Re: [OMPI users] orted: command not found

2007-01-03 Thread Ralph H Castain
Hi Jose

Sorry for entering the discussion late. From tracing the email thread, I
somewhat gather the following:

1. you have installed Open MPI 1.1.2 on two 686 boxes

2. you created a hostfile on one of the nodes and execute mpirun from that
node. You gave us a prefix indicating where we should find the Open MPI
executables on each node

3. you were getting an error message indicating that mpirun was unable to
find your executable

4. you didn't encounter this problem when running on a cluster

If I have those facts correct, then the problem is simple. My guess is that
the cluster you were using has a shared file system - hence, the remote
nodes "see" your executable in the same relative location across the
cluster.

In your simple setup with the two boxes, it sounds like you don't have a
shared file system. When mpirun attempts to locate the executable on
bernie-3, it won't find the file since it doesn't exist on that node's file
system. Once you copied the file over to bernie-3, then mpirun could find it
so everything works fine.

We hope to add file pre-positioning at some point in the future for systems
such as yours. However, that is some time away due to priorities. For now,
Open MPI requires that your executable (and the Open MPI executables and
libraries) be available on each node you are trying to use.

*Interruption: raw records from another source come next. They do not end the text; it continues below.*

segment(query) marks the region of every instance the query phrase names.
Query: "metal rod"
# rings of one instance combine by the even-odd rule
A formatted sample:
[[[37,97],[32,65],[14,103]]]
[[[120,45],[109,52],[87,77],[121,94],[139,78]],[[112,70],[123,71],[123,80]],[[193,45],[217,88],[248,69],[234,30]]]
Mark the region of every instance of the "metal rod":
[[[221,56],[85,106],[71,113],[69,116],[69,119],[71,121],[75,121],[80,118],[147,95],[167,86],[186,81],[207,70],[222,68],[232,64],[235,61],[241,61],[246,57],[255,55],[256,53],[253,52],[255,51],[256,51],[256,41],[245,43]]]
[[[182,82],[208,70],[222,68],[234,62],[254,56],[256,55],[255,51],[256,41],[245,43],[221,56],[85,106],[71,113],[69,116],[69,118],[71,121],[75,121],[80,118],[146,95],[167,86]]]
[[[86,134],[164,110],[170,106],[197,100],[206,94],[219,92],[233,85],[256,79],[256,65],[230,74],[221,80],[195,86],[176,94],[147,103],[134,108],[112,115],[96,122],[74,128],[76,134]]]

Hope that helps to explain the problem.
Ralph


On 1/2/07 2:03 PM, "jcolmena...@ula.ve"  wrote:

> I had configured the hostfile located at
> ~prefix/etc/openmpi-default-hostfile.
> 
> I copied the file to bernie-3, and it worked...
> 
> Now, at the cluster I was working at the Universidad de Los Andes
> (Venezuela) -I decided to install mpi on three machines I was able to put
> together as a personal proyect- all I had to do was to compile and run my
> applications, that is, I never copied any file to any other machine...
> now, I had to. I'm sorry if it was obvious and made you guys loose some
> time, but why on a cluster I didn't have to copy any files, and now I must
> do so?
> 
> Thanks for you patiance!
> 
> Jose
> 
> ___
> users mailing list
> us...@open-mpi.org
> http://www.open-mpi.org/mailman/listinfo.cgi/users




Re: [OMPI users] orted: command not found

2007-01-02 Thread jcolmenares
I had configured the hostfile located at
~prefix/etc/openmpi-default-hostfile.

I copied the file to bernie-3, and it worked...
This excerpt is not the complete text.